Aloo Paratha


All of us know the usual modus operandi of making aloo parathas, the usual stuffing et al. I decided to make it even  simpler and quicker and Lo! Eureka! It turned to be perfectly soft and incredibly tasty just like the stuffed ones! Thanks to my lovely SISTER Nayana!  She shared this idea with me!
The best part about this method is that it uses very minimal oil (unlike the ones used for the dough separately and again for making the parathas separately) it’s an absolute fat buster idea! And the bestest part is that it remains unbelievably soft even the next day! (I made them the previous night and had it the next afternoon, didn’t  even heat it or microwave it) it was WOW! plus with the stuffing you can make fresh batches of aloo parathas every time! Just like chapathi! Even better is the fact that it doesn’t make you feel heavy like the usual stuffed aloo parathas.  Go ahead try it and let me know how it turns out!

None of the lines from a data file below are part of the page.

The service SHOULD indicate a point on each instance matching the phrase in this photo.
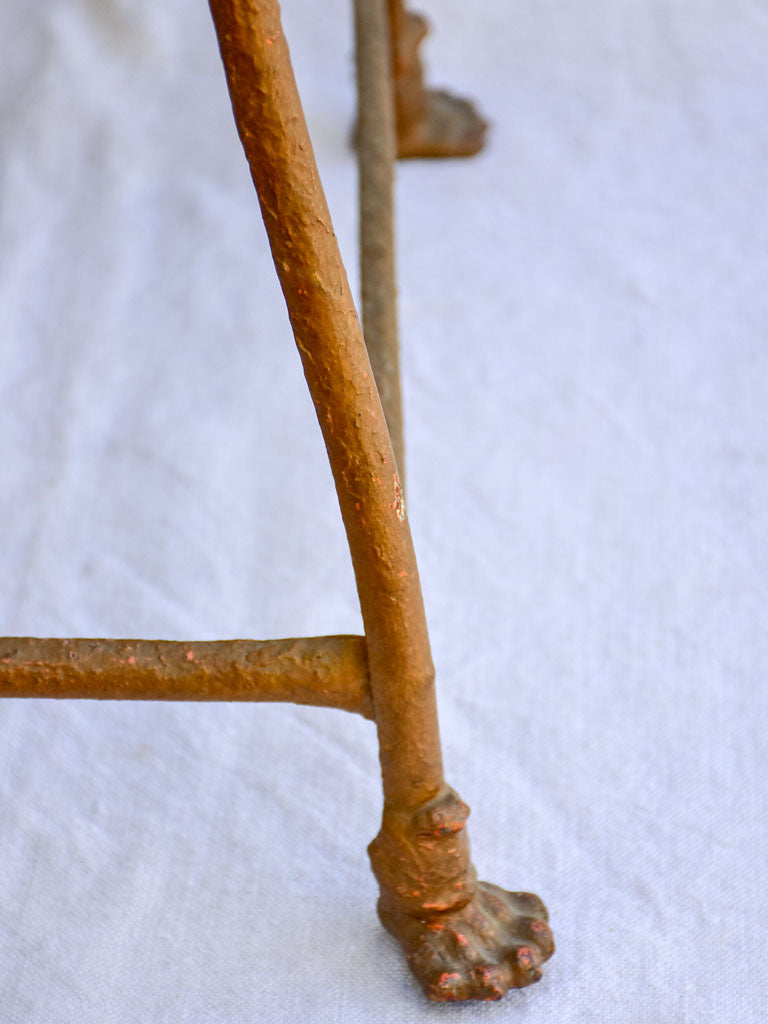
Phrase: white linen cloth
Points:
(584, 314)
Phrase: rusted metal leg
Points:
(462, 939)
(430, 122)
(376, 170)
(325, 672)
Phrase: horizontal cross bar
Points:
(327, 672)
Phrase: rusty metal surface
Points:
(273, 133)
(462, 939)
(376, 154)
(431, 123)
(327, 672)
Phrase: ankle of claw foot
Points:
(421, 858)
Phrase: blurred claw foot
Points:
(450, 126)
(497, 941)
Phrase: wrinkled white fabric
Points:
(584, 314)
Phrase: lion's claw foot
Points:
(497, 941)
(450, 126)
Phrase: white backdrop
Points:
(584, 314)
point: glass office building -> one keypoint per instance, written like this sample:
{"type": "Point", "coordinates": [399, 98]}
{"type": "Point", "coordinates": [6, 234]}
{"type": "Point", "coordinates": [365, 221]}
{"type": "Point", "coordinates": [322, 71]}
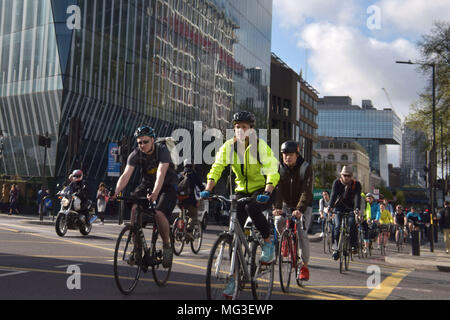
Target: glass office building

Mash the boiled potatoes finely, add onion, ginger, jeera, garam masala powder, chat masala, red chilli powder , salt and mix them together.




Now add one portion of the mixure to a food processor/ blender/ mixi and coarsely blend them until you have a pasty consistency. ( not too smooth, not too coarse, DO NOT ADD WATER!)


Now transfer the mixture to a bowl add one cup of wheat flour to it and knead well adding a few drops of oil to the normal chapatti dough consistency (DO NOT ADD WATER).




Make small balls of the same and roll it using a rolling pin. Cook  them on the skillet drizzling a few drops of oil until the underside has brown spots for about 30 seconds, then flip and cook on the other side.


Enjoy hot with curds sprinkled with chat masala and a pinch of red chilli powder.